MHP Genel Başkanı Devlet Bahçeli son aylarda en çok eleştirilen kişilerin başında geliyor.
Büyük kitleler, yeni anayasa sürecini “Başkanlık sistemine geçişle ilgili fiili bir durum var, bu devam ederse Türkiye bir kaos ve kriz ortamına girebilir. Meclis’e bir teklif gelmeli” diyerek başlatan Bahçeli, Ak Parti’den daha çok söz konusu sistemin sahibi olarak görülüyor.
Bahçeli bu sözü “Devam ettirilen OHAL’in kaos ve krize neden olması ihtimali” ile söylemişti.
Aynı sıralarda Hükümet de “Başkanlık provası yapıldığını” açıklamaktaydı.
Şimdi, bu konuda kendisine yöneltilen soruları halk karşısında net şekilde açıklaması siyasi etik gereğidir.
Örneğin; Olağanüstü hal şartlarında tek kişiye verilen sınırsız yetkilerin kriz ve kaos yaratacağını düşündüğüne göre yeni anayasada “aynı yetkilerin ve hatta fazlasının tek kişiye verilmesi” konusunda ne düşünüyor?
Yeni anayasanın bir “tek parti” rejimi getirecek olması, muhalefet partilerinin ve “milletin temsilcisi olan TBMM”nin varlık nedeninin ortadan kalkacak olması “demokrasi ve milli irade” açısından ne gibi sorunlar yaratacak?
Güçlü devlet neye bağlı?
“Devletin güçlü ve daha kolay yönetilir olması” için bu anayasaya ihtiyaç varsa Bahçeli’ye göre devlet neden bugüne kadar güçlü değildi? Yönetilememe gibi bir sorun varsa, bu “parlamenter sisteme” mi bağlıydı?

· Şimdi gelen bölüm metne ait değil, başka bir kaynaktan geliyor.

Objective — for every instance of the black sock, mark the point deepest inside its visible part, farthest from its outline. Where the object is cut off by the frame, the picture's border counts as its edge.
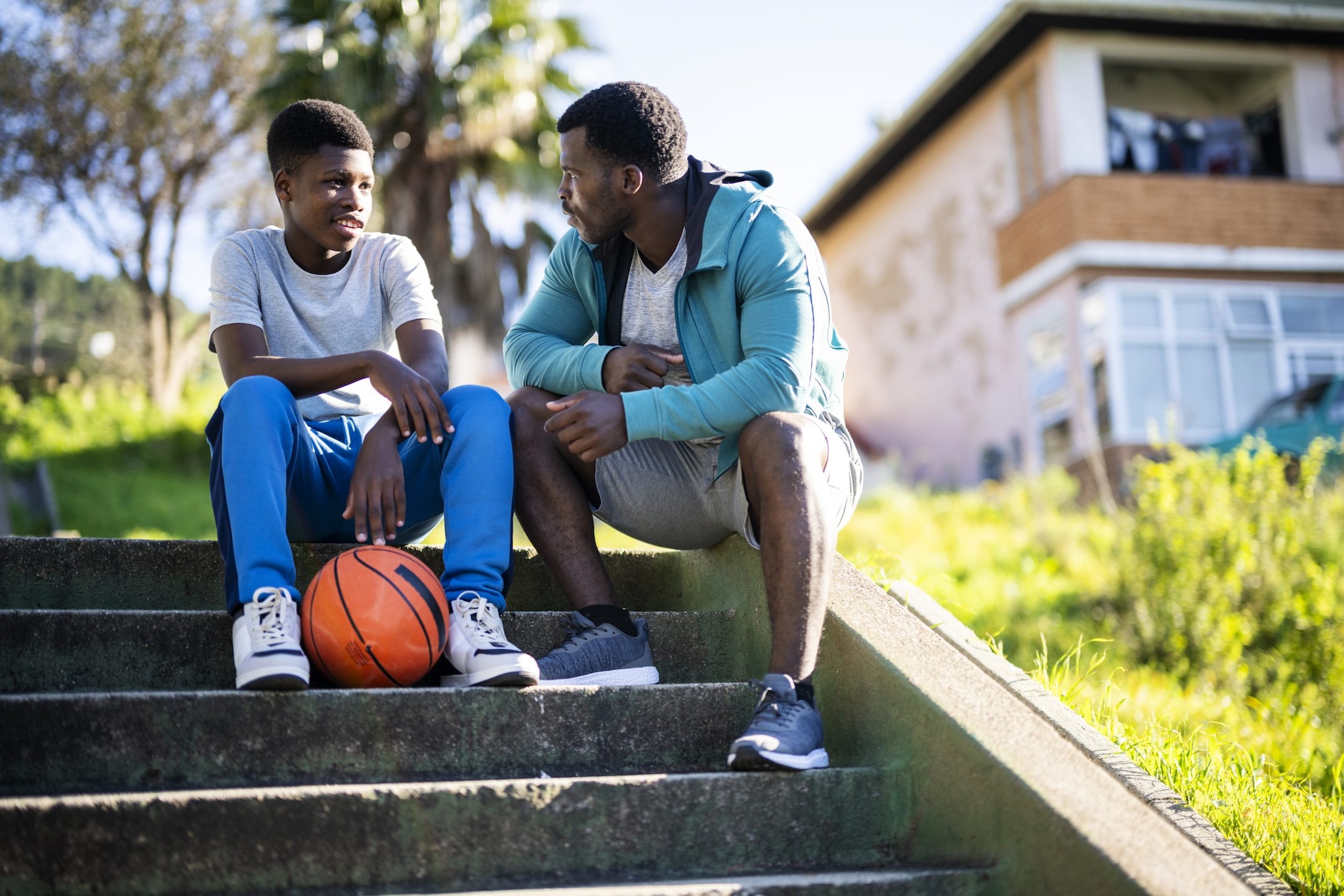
(805, 693)
(613, 615)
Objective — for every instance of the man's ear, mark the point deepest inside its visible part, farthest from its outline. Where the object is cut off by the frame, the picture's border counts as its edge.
(631, 180)
(284, 186)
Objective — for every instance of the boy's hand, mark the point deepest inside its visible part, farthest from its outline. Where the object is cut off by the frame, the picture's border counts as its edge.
(635, 367)
(592, 425)
(414, 401)
(378, 487)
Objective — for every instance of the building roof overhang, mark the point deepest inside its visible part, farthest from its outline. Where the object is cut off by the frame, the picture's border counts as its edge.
(1022, 22)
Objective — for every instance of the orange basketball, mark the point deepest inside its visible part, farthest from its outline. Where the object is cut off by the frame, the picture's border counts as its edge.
(374, 617)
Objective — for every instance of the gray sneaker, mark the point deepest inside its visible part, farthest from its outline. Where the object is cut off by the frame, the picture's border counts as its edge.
(601, 655)
(786, 733)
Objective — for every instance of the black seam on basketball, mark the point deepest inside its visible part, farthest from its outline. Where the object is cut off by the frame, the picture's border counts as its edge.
(409, 605)
(348, 615)
(406, 573)
(312, 607)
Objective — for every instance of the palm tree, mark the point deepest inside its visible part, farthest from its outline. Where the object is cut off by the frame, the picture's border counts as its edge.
(456, 96)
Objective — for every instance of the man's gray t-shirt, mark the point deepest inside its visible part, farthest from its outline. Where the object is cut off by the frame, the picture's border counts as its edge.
(383, 285)
(648, 315)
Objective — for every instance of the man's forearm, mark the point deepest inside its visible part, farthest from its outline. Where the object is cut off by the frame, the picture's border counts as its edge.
(305, 377)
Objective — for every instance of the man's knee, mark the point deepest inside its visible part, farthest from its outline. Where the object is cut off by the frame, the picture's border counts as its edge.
(778, 438)
(528, 406)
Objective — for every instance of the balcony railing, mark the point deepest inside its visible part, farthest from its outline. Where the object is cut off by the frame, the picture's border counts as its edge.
(1172, 209)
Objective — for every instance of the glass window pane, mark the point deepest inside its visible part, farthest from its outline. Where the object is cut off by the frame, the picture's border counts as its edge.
(1145, 386)
(1253, 378)
(1336, 413)
(1312, 315)
(1140, 310)
(1200, 394)
(1319, 366)
(1249, 311)
(1195, 314)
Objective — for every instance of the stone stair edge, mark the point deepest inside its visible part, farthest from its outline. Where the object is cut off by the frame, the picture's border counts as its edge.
(411, 789)
(768, 884)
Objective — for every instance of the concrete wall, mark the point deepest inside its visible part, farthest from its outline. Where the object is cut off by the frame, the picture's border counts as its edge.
(934, 371)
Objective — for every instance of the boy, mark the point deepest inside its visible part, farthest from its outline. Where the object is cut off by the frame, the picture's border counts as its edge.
(338, 424)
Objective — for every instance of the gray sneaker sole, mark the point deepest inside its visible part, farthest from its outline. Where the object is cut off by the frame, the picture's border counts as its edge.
(747, 758)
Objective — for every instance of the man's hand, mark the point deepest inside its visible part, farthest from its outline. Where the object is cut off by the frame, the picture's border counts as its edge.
(589, 424)
(378, 487)
(414, 401)
(631, 369)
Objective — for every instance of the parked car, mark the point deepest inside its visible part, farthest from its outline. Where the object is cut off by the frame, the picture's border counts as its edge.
(1290, 424)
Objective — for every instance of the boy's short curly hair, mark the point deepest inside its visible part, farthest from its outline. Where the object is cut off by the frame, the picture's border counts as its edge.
(305, 127)
(632, 124)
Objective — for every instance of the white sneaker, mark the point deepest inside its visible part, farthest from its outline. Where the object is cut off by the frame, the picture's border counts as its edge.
(266, 651)
(478, 647)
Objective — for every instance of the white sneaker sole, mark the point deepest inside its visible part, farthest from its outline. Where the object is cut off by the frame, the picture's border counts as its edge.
(637, 676)
(522, 674)
(283, 678)
(816, 760)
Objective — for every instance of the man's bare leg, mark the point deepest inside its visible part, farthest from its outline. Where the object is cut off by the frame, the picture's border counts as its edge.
(784, 458)
(553, 496)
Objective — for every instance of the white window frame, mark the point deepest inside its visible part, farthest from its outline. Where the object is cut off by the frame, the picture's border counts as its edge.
(1285, 352)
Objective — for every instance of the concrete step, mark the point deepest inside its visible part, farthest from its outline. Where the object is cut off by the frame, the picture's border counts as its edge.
(54, 574)
(904, 882)
(98, 651)
(123, 742)
(483, 834)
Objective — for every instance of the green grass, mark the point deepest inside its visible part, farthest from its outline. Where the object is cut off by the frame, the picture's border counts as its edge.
(120, 468)
(146, 491)
(1037, 575)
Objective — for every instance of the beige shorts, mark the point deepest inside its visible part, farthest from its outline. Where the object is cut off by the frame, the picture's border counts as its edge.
(664, 493)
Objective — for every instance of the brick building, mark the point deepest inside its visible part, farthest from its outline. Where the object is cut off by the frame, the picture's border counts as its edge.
(1104, 216)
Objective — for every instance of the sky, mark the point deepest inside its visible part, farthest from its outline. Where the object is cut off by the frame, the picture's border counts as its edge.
(791, 87)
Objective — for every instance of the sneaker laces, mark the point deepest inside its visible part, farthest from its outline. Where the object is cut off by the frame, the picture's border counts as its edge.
(269, 626)
(480, 622)
(781, 712)
(577, 634)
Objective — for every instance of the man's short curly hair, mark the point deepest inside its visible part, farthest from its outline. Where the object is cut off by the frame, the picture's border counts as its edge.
(632, 124)
(308, 125)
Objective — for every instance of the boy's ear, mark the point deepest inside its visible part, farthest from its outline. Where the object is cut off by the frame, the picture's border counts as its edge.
(284, 186)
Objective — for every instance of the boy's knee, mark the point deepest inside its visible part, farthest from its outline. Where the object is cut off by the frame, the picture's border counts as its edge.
(259, 394)
(476, 401)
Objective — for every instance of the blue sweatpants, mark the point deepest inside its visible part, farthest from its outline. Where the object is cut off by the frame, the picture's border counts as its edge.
(276, 479)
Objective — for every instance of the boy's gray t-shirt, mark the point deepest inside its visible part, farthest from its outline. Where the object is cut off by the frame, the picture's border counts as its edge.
(383, 285)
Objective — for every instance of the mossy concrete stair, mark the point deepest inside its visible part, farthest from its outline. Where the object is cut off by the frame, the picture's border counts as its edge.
(128, 765)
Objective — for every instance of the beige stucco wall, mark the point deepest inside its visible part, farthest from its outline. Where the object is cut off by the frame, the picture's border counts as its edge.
(936, 371)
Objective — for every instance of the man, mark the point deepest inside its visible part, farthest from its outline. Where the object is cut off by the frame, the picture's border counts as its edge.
(338, 424)
(711, 405)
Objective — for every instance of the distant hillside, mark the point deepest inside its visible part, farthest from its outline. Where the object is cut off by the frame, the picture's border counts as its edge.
(50, 320)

Terörün ve başta turizm olmak üzere ekonomiyi etkileyecek ciddi sorunların artmasının nedeni “parlamenter rejim” miydi?
Adı “Cumhurbaşkanlığı Sistemi” olmakla beraber konuşmalarda “Türkiye’ye özgü bir başkanlık sistemi” olduğu görülen, “başkan yardımcıları”nın olacağı, denetim yapması gereken “yargı”nın da “denetleyeceği kişiler tarafından” seçileceği bu sistemle demokrasinin korunmasının garantisi ne olacak?
Anayasa’nın ilk 4 maddesine dokunulmadığı söylenmekle birlikte, herhangi bir başkan örneğin “Türkiye laik, demokratik, sosyal bir hukuk devletidir” tanımında “kağıt üstünde olmayan değişiklikler” yaparsa, örneğin laikliğin tanımını değiştirirse Bahçeli ve partisi bunu nasıl önleyecek?
Egemenlik tarifi
Devlet Bahçeli “MHP, TBMM’de gösterdiği ahlaki duruşun aynısını referandum sürecinde ortaya koyacaktır.
Söz ve karar, egemenliğin tek sahibi olan milletindir” diyor.
Millet, egemenliği parlamentosuyla, yargısıyla uyguladığına göre parlamentonun denetleme yetkisinin neredeyse ortadan kalktığı, yargının ise tarafsız olamayacağı ve denetleyemeyeceği bir sistemde bu sözünün geçerliliği ne olacak?
Devlet Bahçeli ve MHP bu soruları dürüst ve açık şekilde cevaplamalıdır.
Mehmet Türker’in vefatı
Türkiye’nin duayen gazetecilerinden Mehmet Türker’in hayatını kaybettiğini dün üzülerek öğrendik.
1985 yılında TGD tarafından “Yılın Gazetecisi” seçilen, 2012’de İstanbul Gazeteciler Derneği tarafından “Babıali’de 50 Altın Yıl Ödülü” verilen değerli meslektaşımızın ailesine, kurucuları ve yazarları arasında olduğu Sözcü gazetesine ve tüm sevenlerine başsağlığı diliyorum. Mekanı cennet olsun, Allah rahmet eylesin.